À nouveau épinglé, cette fois sur ses frais de mandat
Mediapart avait enchaîné sur plusieurs révélations, notamment sur sa cheffe de cabinet qui occupait indûment un logement social et le fait que lui aussi était locataire d'un logement à vocation sociale. Le ministre s'était défendu point par point mais un an après l'affaire Benalla, il avait peiné à obtenir un soutien franc de la majorité. D'autant que les images des dîners - avec des homards géants et des crus à 600 euros - ont choqué l'opinion.

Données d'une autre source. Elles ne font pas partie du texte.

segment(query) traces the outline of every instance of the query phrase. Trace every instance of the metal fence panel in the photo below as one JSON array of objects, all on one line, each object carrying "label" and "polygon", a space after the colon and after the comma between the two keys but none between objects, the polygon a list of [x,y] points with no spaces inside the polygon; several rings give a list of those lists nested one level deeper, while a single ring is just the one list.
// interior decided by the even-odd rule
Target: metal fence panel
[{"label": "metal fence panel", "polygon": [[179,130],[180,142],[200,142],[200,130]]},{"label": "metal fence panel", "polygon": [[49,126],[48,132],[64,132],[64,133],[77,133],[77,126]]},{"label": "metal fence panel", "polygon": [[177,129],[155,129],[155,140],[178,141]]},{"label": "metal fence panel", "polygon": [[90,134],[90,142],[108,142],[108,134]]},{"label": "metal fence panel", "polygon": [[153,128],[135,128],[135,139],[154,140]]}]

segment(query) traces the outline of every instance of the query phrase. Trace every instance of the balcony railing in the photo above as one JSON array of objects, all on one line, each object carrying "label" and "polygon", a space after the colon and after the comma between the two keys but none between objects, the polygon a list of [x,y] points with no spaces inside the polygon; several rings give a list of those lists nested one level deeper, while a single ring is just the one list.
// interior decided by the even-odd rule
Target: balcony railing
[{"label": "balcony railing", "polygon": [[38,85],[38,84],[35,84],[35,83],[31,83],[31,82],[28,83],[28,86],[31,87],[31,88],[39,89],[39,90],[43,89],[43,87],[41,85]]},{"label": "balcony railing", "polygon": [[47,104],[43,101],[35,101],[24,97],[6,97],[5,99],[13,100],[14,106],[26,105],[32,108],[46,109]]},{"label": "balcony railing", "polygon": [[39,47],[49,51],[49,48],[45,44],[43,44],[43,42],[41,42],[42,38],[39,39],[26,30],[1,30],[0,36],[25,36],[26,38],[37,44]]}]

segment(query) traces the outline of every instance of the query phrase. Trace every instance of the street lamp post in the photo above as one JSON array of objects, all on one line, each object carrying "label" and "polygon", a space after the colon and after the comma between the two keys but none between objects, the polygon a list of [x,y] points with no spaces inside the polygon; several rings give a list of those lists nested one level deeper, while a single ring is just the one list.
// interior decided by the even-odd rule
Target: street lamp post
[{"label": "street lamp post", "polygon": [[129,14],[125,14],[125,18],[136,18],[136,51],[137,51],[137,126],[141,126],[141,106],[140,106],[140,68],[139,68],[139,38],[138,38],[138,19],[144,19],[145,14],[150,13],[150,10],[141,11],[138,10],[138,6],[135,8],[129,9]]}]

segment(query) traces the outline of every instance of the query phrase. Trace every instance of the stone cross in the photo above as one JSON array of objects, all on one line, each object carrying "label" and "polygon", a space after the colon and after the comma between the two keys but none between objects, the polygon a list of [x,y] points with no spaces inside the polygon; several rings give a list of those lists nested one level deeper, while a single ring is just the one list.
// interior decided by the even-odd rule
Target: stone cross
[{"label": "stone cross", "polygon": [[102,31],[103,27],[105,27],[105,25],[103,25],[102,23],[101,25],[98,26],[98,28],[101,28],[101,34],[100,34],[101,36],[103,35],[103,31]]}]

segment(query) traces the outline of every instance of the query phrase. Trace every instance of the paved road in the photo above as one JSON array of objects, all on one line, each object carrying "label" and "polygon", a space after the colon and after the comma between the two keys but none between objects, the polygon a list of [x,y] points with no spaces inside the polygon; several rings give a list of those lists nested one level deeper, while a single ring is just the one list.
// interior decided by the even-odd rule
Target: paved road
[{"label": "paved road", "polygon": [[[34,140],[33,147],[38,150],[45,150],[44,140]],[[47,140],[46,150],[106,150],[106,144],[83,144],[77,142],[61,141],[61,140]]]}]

Sous pression, il avait été convoqué à Matignon et sommé de s'expliquer. Il avait alors promis de rembourser tout euro litigieux après contrôle de l'Assemblée nationale. Lundi soir, il avait pourtant reçu le soutien d'Emmanuel Macron, qui ne voulait pas d'une "République de la délation". Mediapart a publié ce mardi un nouvel article sur le ministre, consacré à la façon dont François de Rugy aurait utilisé ses frais de mandat pour payer ses cotisations d'élu à son ancien parti, Europe Écologie-Les Verts (EELV). Le site d'investigation explique avoir envoyé des questions à l'ancien ministre... une demande qui a peut-être précipité sa volonté de démissionner.
Interrogée ce mardi après-midi par BFMTV, Sibeth Ndiaye a déclaré que le gouvernement n'avait "aujourd'hui absolument aucune indication tendant à démontrer que François de Rugy a commis des actes qui sont contraires à la justice".